Votre panier est vide

Rubriques :
Concerts, festivals et tournées

Joshua Bell et Jeremy Denk, duo virtuose

Par Max Dembo |

Mendelssohn, Grieg, Franck et Gershwin sont au menu du concert parisien du violoniste Joshua Bell et du pianiste Jeremy Denk, à Pleyel, le 10 mai.

Jeudi 10 mai, le violoniste virtuose Joshua Bell et son complice pianiste Jeremy Denk joueront Felix Mendelssohn (Sonate pour violon en fa majeur), Edvard Grieg (Sonate n°2), George Gershwin (Trois Préludes) et César Franck (Sonate) à la Salle Pleyel.

Jouer son premier concerto à 14 ans avec un certain Riccardo Muti ne pouvait que présager un bel avenir. Aujourd’hui, Joshua Bell est devenu une véritable star aux Etats-Unis. Régulièrement à la une des magazines people, le violoniste a été amené à jouer en 2009 à la Maison Blanche devant le président Obama. Mais cette image glamour ne doit pas faire oublier les qualités musicales exceptionnelles de cet artiste. Connu pour ses interprétations des grands concertos romantiques, Bell défend également le répertoire chambriste. A Pleyel, avec Denk, il confrontera Schubert, Franck et Grieg dans programme sur-mesure pour lui, l’artiste toujours inspiré jouant sur un instrument d’exception : le Stradivarius « Gibson » de 1713, acheté près de 4 millions de dollars en 2001, après avoir revendu son Stradivarius, le « Tom Taylor » pour un peu plus de 2 millions de dollars ! Son archet, du XVIIIe siècle, est quant à lui l’œuvre de l’archetier français François Tourte.

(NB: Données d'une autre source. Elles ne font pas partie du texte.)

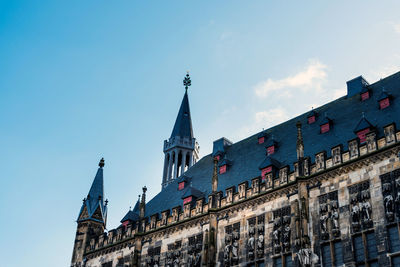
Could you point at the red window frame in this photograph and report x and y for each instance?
(364, 96)
(187, 200)
(311, 119)
(271, 150)
(181, 185)
(384, 103)
(222, 169)
(325, 127)
(265, 171)
(362, 135)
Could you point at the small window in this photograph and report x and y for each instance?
(325, 128)
(394, 241)
(265, 171)
(384, 103)
(326, 255)
(270, 150)
(362, 135)
(187, 200)
(222, 169)
(311, 119)
(364, 96)
(181, 185)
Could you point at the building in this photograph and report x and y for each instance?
(321, 189)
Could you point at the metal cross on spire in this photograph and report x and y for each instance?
(187, 82)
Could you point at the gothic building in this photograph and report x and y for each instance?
(321, 189)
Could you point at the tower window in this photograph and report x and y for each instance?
(325, 128)
(364, 96)
(270, 150)
(187, 200)
(362, 135)
(311, 119)
(384, 103)
(222, 169)
(181, 185)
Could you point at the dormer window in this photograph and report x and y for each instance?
(271, 150)
(365, 96)
(222, 169)
(265, 171)
(187, 200)
(311, 117)
(325, 127)
(384, 99)
(181, 185)
(362, 135)
(261, 140)
(384, 103)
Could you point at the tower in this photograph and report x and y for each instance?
(91, 219)
(181, 149)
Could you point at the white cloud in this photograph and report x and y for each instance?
(309, 78)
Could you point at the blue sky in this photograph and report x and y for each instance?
(81, 80)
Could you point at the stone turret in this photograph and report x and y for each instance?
(181, 149)
(91, 219)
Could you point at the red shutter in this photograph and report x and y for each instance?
(187, 200)
(222, 169)
(362, 135)
(384, 103)
(325, 128)
(364, 96)
(265, 171)
(181, 185)
(270, 150)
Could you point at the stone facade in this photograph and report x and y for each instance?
(259, 226)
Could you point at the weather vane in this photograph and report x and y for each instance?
(187, 82)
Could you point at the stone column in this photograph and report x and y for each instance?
(176, 164)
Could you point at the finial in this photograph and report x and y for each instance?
(187, 82)
(101, 163)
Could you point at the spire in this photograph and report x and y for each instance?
(183, 123)
(94, 207)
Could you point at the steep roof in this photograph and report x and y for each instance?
(183, 123)
(93, 207)
(247, 155)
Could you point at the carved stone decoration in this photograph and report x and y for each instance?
(353, 148)
(391, 194)
(329, 215)
(260, 238)
(251, 239)
(390, 136)
(307, 258)
(194, 250)
(281, 230)
(360, 206)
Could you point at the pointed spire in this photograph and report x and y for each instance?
(299, 143)
(94, 207)
(183, 123)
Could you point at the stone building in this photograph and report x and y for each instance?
(321, 189)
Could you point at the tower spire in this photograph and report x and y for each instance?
(181, 149)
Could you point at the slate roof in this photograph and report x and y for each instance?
(247, 154)
(183, 123)
(95, 198)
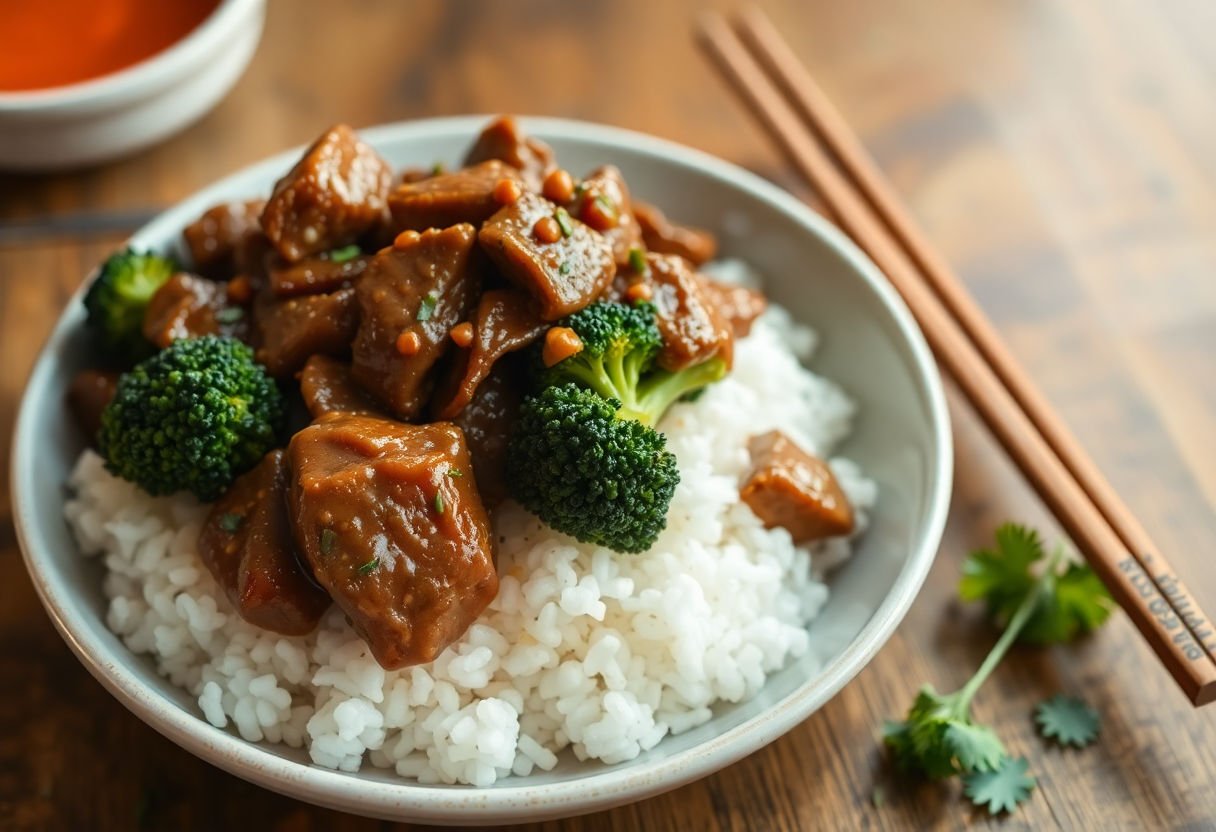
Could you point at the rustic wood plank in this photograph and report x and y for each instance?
(1059, 155)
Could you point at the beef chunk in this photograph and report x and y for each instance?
(247, 544)
(410, 297)
(463, 196)
(328, 387)
(393, 527)
(502, 140)
(487, 422)
(738, 305)
(604, 204)
(314, 275)
(506, 321)
(333, 195)
(665, 237)
(792, 489)
(564, 275)
(187, 307)
(692, 329)
(226, 239)
(89, 394)
(292, 330)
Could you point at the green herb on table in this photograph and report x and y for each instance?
(1071, 599)
(1068, 720)
(1002, 788)
(1035, 596)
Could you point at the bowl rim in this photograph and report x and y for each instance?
(139, 78)
(511, 802)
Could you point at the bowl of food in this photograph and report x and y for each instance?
(85, 82)
(414, 476)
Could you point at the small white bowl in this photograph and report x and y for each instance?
(870, 344)
(135, 107)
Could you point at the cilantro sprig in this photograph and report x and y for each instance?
(1036, 597)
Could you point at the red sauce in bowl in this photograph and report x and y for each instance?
(54, 43)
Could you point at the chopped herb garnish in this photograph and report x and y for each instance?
(563, 221)
(427, 307)
(606, 204)
(230, 314)
(637, 260)
(344, 253)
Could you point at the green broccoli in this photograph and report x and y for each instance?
(119, 296)
(584, 468)
(619, 344)
(191, 417)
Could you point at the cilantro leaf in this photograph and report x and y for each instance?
(939, 740)
(1068, 720)
(1001, 790)
(1071, 601)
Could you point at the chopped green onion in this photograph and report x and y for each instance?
(427, 307)
(563, 221)
(344, 253)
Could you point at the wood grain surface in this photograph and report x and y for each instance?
(1062, 156)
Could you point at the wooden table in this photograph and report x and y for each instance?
(1059, 153)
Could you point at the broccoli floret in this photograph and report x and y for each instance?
(119, 296)
(580, 466)
(619, 344)
(191, 417)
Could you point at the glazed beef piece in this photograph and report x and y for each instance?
(463, 196)
(314, 275)
(738, 305)
(410, 297)
(226, 239)
(692, 329)
(563, 275)
(665, 237)
(247, 544)
(604, 204)
(88, 395)
(294, 329)
(502, 140)
(187, 307)
(336, 194)
(506, 321)
(390, 522)
(795, 490)
(487, 421)
(328, 387)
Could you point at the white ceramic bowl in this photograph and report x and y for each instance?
(870, 344)
(135, 107)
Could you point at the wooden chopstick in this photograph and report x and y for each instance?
(1144, 588)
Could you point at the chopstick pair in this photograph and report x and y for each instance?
(798, 116)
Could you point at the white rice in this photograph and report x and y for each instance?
(583, 650)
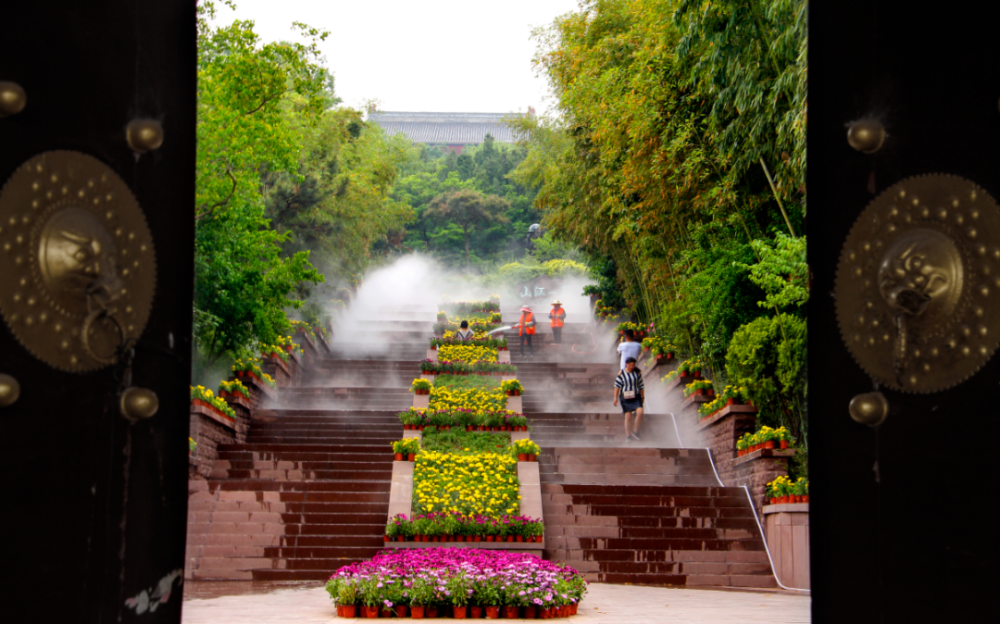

En janvier, le tandem a signé un superbe French Impressions. Bell dont la virtuosité brillante (le Finale de la Sonate de Saint-Saëns !) n'égale que la finesse expressive, regroupait ici trois Sonates pour violon composées dans l’hexagone à la fin du XIXe et au début du XXe. Résultat : un Saint-Saëns d'une légèreté et d'un charme fou, ou encore un Franck, où l’Américain, exploitant tous les registres de son Stadivarius, d'une plénitude confondante, déploie des teintes plus ombrées, notamment en son "Recitativo", mélange subtil de nostalgie résignée et d'espoir.

C’est assurément l’un des violonistes américains les plus actifs à l’heure actuelle qui se produira à Pleyel. Après avoir gravé des versions remarquées des grands concertos romantiques, Joshua Bell enregistra aussi les incontournables Quatre saisons de Vivaldi. En parallèle, il poursuit une belle carrière dans le milieu du cinéma, interprétant de nombreuses bandes originales, notamment celle du film Defiance (avec Daniel Craig) sorti en 2008.

Pour autant, ce natif de Bloomington dans l’Indiana ne néglige pas les concerts plus traditionnels, avec orchestre (il a joué sous la direction des plus grands, de Muti à Salonen) ou en récital. Sa sonorité, moelleuse et élégante, sert un sens du phrasé toujours sensible et inspiré. Celui qui côtoie aussi bien le chef issu du mouvement baroque Roger Norrington que Sting possède une souplesse de jeu remarquable. En musique de chambre, Joshua Bell s’est notamment produit avec Pamela Frank, Steven Isserlis, Edgar Meyer, Sam Haywood, Frédéric Chiu, Yuja Wang ou Zoltan Kocsis. En mai 2011, l’Academy Of St. Martin In The Fields annonçait sa nomination au poste de directeur musical, pour succéder à Sir Neville Marriner, son fondateur.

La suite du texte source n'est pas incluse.